HLIBpro
2.7
|
The number of measurements that must be processed for statistical modeling in environmental applications is usually very large, and these measurements may be located irregularly across a given geographical region. This makes the computing process expensive and the data difficult to manage.
These data are frequently modeled as a realization from a stationary Gaussian spatial random field.

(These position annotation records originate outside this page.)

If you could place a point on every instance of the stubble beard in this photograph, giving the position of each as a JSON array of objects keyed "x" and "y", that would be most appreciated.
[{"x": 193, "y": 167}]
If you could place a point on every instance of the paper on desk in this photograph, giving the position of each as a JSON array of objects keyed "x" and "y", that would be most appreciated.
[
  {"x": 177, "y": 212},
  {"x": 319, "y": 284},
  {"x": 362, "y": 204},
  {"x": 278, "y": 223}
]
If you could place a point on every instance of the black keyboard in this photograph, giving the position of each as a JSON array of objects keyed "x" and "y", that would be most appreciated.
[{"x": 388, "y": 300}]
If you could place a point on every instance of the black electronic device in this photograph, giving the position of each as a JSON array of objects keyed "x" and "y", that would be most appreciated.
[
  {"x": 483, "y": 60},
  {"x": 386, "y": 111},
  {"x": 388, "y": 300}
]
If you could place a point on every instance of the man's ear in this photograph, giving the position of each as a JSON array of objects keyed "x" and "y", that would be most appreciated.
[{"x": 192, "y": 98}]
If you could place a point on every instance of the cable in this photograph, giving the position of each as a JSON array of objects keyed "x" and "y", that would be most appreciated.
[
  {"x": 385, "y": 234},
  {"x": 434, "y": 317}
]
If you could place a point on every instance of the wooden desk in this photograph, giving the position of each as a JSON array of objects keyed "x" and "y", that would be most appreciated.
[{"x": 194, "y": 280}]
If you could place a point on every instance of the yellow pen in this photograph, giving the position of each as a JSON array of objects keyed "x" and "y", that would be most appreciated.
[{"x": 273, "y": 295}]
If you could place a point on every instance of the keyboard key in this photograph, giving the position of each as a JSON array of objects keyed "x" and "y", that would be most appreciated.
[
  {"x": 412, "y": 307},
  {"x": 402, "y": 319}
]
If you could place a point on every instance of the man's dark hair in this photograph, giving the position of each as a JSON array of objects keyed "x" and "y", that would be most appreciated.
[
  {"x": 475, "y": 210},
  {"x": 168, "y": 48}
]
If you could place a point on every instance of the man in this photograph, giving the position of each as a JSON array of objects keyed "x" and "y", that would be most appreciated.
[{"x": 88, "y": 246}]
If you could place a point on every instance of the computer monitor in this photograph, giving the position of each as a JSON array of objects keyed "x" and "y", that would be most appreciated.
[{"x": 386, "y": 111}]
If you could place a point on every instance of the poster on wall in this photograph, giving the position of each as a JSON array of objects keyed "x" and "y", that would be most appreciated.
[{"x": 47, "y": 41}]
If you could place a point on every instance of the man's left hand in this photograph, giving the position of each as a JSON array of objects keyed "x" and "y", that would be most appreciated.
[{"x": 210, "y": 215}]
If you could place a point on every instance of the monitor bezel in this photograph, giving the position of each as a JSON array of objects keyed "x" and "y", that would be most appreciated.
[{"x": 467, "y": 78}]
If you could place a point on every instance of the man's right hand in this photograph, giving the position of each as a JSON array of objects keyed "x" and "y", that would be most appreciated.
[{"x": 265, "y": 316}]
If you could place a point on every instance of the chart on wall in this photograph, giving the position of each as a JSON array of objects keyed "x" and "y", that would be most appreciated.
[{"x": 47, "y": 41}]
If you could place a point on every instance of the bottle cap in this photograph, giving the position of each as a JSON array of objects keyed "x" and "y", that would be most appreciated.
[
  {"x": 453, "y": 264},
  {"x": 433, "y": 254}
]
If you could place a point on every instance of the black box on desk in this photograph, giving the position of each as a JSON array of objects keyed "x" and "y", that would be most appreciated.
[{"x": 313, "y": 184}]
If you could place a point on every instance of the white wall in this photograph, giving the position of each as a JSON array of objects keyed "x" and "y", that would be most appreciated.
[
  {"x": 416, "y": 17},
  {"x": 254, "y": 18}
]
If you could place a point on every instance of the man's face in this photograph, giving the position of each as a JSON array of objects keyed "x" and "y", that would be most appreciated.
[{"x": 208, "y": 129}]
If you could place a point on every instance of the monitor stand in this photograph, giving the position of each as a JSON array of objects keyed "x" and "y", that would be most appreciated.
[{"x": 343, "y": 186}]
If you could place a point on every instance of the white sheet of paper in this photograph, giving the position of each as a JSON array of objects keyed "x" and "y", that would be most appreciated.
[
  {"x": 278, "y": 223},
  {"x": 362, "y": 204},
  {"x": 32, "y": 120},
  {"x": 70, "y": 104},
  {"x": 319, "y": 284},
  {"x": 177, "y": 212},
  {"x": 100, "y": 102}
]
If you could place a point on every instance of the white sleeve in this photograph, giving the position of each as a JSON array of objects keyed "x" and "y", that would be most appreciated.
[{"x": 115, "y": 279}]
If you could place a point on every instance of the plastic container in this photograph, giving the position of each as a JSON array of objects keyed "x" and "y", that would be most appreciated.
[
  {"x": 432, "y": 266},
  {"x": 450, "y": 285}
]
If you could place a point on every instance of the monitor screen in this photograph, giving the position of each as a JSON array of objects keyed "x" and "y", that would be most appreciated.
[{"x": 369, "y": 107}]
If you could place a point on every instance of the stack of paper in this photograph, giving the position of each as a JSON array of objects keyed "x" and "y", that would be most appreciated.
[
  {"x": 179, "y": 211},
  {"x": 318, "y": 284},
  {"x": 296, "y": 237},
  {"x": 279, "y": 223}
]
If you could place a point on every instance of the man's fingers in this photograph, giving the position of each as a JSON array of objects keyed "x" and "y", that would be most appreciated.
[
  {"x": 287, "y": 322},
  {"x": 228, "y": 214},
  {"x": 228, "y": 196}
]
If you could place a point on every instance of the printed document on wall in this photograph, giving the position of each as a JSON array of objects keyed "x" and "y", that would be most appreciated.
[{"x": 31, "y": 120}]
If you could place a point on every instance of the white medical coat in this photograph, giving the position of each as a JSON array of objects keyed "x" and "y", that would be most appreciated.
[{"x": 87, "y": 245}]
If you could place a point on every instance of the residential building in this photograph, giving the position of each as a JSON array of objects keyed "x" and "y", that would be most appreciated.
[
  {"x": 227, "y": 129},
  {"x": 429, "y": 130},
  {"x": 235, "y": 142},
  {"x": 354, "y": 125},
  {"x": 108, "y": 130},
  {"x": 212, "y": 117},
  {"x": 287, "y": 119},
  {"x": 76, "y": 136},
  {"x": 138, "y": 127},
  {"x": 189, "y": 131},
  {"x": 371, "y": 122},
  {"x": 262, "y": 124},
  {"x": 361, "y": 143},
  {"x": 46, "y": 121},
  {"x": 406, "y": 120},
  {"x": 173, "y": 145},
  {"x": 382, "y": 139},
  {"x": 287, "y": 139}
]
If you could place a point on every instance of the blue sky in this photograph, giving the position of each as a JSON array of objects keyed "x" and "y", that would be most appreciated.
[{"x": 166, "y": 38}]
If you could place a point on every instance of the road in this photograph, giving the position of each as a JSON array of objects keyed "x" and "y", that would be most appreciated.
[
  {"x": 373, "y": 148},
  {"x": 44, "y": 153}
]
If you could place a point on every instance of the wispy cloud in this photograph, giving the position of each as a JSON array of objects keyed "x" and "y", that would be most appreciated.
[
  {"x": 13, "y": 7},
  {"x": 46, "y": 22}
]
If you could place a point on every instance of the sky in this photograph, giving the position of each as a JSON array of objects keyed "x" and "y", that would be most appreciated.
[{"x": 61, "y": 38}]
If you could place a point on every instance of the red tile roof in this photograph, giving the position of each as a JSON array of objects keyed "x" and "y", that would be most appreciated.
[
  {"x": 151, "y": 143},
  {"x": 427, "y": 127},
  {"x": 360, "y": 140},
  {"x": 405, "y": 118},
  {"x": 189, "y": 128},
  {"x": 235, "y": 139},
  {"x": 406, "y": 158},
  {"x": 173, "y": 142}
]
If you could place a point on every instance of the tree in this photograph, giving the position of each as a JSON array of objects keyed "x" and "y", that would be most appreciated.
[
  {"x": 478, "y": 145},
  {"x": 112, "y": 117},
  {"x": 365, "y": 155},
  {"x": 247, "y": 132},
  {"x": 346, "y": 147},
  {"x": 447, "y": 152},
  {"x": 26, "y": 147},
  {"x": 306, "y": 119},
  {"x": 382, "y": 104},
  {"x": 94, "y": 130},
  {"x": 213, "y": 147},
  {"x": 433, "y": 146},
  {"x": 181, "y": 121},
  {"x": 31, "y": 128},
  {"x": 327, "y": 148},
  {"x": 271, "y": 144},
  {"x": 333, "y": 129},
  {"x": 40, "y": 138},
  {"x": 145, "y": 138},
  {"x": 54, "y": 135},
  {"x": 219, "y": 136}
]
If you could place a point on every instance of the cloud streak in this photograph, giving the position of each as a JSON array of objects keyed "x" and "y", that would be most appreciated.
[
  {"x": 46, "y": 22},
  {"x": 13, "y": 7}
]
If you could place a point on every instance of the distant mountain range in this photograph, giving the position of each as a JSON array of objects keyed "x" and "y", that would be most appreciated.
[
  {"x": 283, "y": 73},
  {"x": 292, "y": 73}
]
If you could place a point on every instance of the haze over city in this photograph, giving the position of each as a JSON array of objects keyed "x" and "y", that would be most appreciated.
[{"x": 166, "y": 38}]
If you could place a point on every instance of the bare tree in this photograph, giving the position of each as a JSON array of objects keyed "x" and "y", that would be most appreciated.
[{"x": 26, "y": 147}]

Specifically, we let \(\mathbf{Z}=\{Z(\mathbf{s}_1),\ldots,Z(\mathbf{s}_n)\}^\top\), where \(Z(\mathbf{s})\) is a Gaussian random field indexed by a spatial location \(\mathbf{s} \in \Bbb{R}^d\), \(d\geq 1\). Then, we assume that \(\mathbf{Z}\) has mean zero and a stationary parametric covariance function
\[ C(\mathbf{h};{\boldsymbol \theta})=\hbox{cov}\{Z(\mathbf{s}),Z(\mathbf{s}+\mathbf{h})\}, \]
where \(\mathbf{h}\in\Bbb{R}^d\) is a spatial lag vector and \({\boldsymbol \theta}\in\Bbb{R}^q\) is the unknown parameter vector of interest. Statistical inferences about \({\boldsymbol \theta}\) are often based on the joint Gaussian log-likelihood function:
\[ \mathcal{L}(\mathbf{\theta})=-\frac{n}{2}\log(2\pi) - \frac{1}{2}\log \vert \mathbf{C}(\mathbf{\theta}) \vert-\frac{1}{2}\mathbf{Z}^\top \mathbf{C}(\mathbf{\theta})^{-1}\mathbf{Z}, \]

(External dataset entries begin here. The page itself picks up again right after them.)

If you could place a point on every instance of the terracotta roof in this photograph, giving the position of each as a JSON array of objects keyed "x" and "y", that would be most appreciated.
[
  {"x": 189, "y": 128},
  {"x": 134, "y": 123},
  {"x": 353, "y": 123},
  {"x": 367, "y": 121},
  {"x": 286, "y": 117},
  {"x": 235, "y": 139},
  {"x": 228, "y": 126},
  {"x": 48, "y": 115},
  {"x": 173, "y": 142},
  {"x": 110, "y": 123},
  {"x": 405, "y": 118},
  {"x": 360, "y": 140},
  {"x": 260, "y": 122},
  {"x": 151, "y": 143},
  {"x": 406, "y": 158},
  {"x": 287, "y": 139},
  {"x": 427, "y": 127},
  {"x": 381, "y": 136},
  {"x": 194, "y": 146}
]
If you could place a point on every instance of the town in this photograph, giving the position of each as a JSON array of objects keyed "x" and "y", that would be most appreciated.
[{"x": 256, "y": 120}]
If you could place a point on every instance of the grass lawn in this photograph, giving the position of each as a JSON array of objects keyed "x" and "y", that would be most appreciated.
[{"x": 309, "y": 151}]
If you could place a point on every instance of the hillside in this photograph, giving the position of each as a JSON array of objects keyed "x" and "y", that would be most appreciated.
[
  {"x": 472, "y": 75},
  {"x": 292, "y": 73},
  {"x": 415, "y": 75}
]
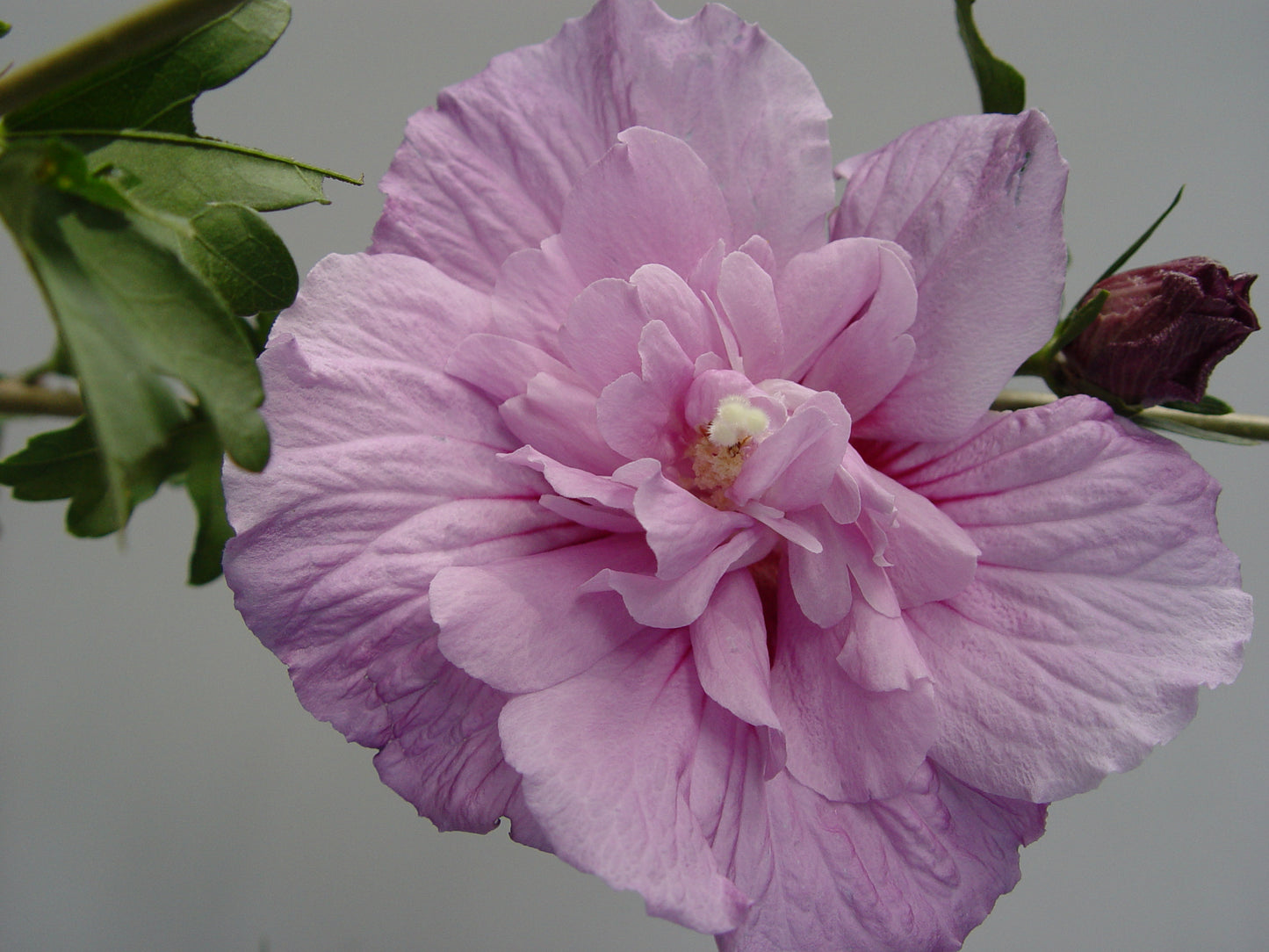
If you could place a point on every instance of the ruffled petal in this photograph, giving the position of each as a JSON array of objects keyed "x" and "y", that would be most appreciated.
[
  {"x": 1103, "y": 597},
  {"x": 847, "y": 307},
  {"x": 649, "y": 201},
  {"x": 607, "y": 760},
  {"x": 844, "y": 741},
  {"x": 487, "y": 171},
  {"x": 914, "y": 872},
  {"x": 675, "y": 603},
  {"x": 525, "y": 624},
  {"x": 729, "y": 644},
  {"x": 681, "y": 530},
  {"x": 747, "y": 299},
  {"x": 976, "y": 201}
]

where the covariance matrix \(\mathbf{C}(\mathbf{\theta})\) has entries \(C(\mathbf{s}_i-\mathbf{s}_j;{\boldsymbol \theta})\), \(i,j=1,\ldots,n\). The maximum likelihood estimator of \({\boldsymbol \theta}\) is the value \(\widehat{\boldsymbol \theta}\) that maximizes \(\mathcal{L}\). When the sample size \(n\) is large, the evaluation of \(\mathcal{L}\) becomes challenging, due to the computation of the inverse and log-determinant of the \(n\)-by- \(n\) covariance matrix \(\mathbf{C}(\mathbf{\theta})\). Indeed, this requires \({\cal O}(n^2)\) memory and \({\cal O}(n^3)\) computational steps. Hence, scalable methods that can process larger sample sizes are needed which in this example are provided by \(\mathcal{H}\)-matrices and their arithmetic.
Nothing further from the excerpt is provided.